C’è qualcuno a cui si ispira nel lavoro quotidiano?

«Mi impegno a mantenere un forte senso di umiltà. Giudicare le persone non deve essere motivo per essere arrogante o per sentirsi diverso o al di sopra degli altri. O migliore. Bisogna cercare di capire gli altri, la loro vita e i loro problemi. Io ci credo in un mondo migliore. La mia è una cultura laica ma in qualche modo il modello di papa Francesco mi piace molto. Non ci dovrebbero essere bambini che hanno giocattoli e bambini che non ne hanno.
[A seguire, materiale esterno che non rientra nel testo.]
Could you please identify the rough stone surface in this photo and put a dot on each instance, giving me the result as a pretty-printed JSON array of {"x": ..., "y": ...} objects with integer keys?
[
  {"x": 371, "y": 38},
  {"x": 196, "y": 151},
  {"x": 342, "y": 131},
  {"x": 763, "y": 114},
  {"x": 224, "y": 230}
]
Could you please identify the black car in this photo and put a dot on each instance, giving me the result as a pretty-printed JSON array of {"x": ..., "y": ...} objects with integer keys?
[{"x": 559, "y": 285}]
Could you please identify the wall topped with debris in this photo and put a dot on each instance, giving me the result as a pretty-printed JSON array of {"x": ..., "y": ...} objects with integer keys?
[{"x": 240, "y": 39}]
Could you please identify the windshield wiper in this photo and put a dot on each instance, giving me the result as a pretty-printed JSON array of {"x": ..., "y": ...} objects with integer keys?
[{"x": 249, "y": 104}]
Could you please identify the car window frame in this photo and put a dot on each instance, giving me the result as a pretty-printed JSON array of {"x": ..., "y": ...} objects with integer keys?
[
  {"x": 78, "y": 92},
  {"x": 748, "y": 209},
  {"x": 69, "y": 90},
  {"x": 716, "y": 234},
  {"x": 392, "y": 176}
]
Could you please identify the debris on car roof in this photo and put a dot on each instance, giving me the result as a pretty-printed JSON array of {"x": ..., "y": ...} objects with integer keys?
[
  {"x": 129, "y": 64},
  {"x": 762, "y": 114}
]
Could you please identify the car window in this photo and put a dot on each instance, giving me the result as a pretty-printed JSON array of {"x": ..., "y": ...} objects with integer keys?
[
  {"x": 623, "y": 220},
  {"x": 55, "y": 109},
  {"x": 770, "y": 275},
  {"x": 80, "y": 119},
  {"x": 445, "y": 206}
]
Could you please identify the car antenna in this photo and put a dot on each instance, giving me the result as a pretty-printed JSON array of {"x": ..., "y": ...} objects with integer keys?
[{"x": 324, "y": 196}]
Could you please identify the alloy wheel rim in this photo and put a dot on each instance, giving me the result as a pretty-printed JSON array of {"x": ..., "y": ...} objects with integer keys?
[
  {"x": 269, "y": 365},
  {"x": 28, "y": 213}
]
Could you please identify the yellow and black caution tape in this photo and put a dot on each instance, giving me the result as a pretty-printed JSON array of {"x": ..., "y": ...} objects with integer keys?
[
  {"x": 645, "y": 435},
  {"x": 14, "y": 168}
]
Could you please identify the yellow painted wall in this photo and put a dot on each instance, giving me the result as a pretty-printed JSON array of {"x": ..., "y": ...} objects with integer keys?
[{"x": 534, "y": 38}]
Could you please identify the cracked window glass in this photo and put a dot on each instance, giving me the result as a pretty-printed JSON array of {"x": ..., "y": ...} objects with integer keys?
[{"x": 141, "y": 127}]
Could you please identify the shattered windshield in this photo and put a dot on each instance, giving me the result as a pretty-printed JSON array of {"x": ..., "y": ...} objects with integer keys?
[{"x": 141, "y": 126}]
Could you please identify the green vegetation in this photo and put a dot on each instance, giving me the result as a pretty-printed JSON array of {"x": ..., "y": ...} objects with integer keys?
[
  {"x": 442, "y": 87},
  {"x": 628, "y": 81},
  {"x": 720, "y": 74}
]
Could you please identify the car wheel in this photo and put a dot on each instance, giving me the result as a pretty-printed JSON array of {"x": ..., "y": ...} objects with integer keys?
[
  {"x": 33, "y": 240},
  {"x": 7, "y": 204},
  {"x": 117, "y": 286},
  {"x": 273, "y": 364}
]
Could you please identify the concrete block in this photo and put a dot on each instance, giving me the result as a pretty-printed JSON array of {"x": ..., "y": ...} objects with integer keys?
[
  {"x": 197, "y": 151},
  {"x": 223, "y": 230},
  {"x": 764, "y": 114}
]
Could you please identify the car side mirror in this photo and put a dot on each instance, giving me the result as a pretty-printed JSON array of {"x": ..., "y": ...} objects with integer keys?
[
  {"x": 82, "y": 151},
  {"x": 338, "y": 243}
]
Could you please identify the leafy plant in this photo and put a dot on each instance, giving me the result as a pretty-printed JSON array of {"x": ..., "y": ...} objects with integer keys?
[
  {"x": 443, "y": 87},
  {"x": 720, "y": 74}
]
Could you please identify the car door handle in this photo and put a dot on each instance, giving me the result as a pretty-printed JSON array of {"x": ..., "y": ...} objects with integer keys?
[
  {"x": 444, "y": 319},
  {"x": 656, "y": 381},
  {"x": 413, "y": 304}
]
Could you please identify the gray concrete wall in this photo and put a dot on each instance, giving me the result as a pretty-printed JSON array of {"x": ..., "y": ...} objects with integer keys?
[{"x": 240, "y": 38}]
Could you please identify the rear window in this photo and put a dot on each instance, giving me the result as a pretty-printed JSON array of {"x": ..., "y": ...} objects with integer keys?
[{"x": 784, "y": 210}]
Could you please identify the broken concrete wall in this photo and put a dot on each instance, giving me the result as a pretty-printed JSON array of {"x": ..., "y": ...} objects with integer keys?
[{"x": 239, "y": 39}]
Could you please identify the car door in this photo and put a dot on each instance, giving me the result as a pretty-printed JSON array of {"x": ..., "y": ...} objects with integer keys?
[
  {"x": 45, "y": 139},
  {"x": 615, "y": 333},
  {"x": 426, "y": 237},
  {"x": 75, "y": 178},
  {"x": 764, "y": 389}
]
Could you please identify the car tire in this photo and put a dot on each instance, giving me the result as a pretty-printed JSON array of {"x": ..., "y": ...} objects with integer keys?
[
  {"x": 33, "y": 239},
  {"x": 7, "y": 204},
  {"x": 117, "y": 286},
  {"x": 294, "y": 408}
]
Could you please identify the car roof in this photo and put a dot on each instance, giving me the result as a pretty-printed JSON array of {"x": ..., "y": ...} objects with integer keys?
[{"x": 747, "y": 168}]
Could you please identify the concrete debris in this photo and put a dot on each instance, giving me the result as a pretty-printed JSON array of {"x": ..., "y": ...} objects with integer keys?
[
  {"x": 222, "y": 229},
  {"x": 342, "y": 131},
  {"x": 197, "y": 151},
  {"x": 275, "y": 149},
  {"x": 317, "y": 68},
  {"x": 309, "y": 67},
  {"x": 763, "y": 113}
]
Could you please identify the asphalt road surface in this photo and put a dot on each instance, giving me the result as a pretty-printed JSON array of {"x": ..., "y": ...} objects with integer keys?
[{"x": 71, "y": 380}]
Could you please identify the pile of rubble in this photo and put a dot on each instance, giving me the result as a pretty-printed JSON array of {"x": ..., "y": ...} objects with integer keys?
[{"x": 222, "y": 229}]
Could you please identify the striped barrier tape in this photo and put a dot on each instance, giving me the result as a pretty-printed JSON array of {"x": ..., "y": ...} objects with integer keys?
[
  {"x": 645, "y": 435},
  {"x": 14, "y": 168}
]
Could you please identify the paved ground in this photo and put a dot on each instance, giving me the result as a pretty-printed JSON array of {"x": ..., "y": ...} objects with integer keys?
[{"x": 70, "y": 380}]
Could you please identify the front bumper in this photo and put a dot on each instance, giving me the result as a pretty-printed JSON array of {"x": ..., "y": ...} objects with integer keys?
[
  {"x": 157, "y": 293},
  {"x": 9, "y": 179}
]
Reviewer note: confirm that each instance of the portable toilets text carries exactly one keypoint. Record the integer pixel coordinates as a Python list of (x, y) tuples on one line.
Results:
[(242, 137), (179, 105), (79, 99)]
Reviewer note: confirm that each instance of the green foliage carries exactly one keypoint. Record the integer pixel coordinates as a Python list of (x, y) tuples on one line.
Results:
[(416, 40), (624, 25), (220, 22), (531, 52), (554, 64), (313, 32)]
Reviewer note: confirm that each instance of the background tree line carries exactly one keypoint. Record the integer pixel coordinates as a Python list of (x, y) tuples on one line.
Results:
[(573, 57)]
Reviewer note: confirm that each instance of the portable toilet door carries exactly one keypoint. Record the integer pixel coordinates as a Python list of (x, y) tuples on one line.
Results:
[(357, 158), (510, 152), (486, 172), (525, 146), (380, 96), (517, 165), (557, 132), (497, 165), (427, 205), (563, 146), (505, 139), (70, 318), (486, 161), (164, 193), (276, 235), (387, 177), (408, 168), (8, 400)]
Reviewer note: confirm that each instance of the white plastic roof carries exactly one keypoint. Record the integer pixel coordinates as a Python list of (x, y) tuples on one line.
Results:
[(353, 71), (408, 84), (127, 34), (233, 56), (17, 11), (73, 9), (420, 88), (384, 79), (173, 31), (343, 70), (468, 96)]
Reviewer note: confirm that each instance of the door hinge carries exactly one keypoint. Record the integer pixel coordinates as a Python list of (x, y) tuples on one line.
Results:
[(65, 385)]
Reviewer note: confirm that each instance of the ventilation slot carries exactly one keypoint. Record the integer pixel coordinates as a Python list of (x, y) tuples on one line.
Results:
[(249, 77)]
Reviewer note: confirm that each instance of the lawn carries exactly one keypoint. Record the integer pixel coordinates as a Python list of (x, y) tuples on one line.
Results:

Persone che hanno giustizia e persone che non ne hanno. Per me è la stessa cosa».

Immagino che lei passi più tempo qui che a casa. In quello che fa, quanto c’è del sostegno e del sacrificio della sua famiglia?

«I miei figli adesso sono grandi. Ma ho sempre cercato di rendere compatibili il lavoro e la vita familiare, di essere un papà presente. Quando i miei figli erano piccoli, lavoravo di notte come fanno spesso le donne che lavorano. Nessuno deve perdere la possibilità di emancipazione e crescita personale. Ma ci sono delle priorità e i figli sono sempre la priorità. La priorità delle priorità. In qualche modo, le persone che vengono nel Palazzo di Giustizia sono le seconde priorità».